## Section2.12Exercises

###### 1
Let $f:\mathbb R\to \mathbb R$ be continuously differentiable. We say that $x_0$ is a simple root of $f$ if $f(x_0)=0$ and $f'(x_0)\neq0\text{.}$ Show that if $x_0$ is a simple root of $f\text{,}$ then $x_0$ is a super-attracting fixed point of the Newton's method iteration function $N$ for $f\text{.}$
###### 2
Find an example of a continuously differentiable function $f:\mathbb R\to \mathbb R$ that attracts no critical point.
Hint

Draw a graph.
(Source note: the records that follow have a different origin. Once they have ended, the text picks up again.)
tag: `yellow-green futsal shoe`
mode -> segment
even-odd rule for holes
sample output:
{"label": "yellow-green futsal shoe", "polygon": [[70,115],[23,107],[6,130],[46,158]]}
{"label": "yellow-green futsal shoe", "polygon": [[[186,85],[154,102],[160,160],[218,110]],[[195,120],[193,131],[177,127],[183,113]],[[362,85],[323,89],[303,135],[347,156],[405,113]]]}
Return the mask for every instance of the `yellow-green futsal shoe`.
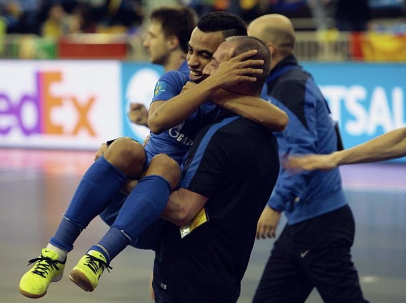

Of course, you can't violate theorem Theorem 2.6.2.

###### 3

Let $f(x)=x^2-4x+5\text{.}$ Show that $f$ has a super-attractive orbit of period 2.

###### 4

Let $f(x)=3 x^2-6 x+3.415\text{.}$ Find all attractive orbits of $f\text{.}$

###### 5

Use software to find all orbits of period 2, 3, and 4 for $f(x)=x^2-2\text{.}$

###### 6

Use software to find one orbit of period 11 for $f(x)=x^2-2\text{.}$

###### 7

Let $f_{\lambda}(x)=\lambda x(1-x)\text{.}$ Find the value of $\lambda$ such that $f_{\lambda}$ has a super-attractive orbit of period 3.

###### 8

Find an orbit of period 11 for the doubling map.

###### 9

Show that there is no orbit of the doubling map that is dense in some proper subinterval of $H$ but not dense in $H$ itself.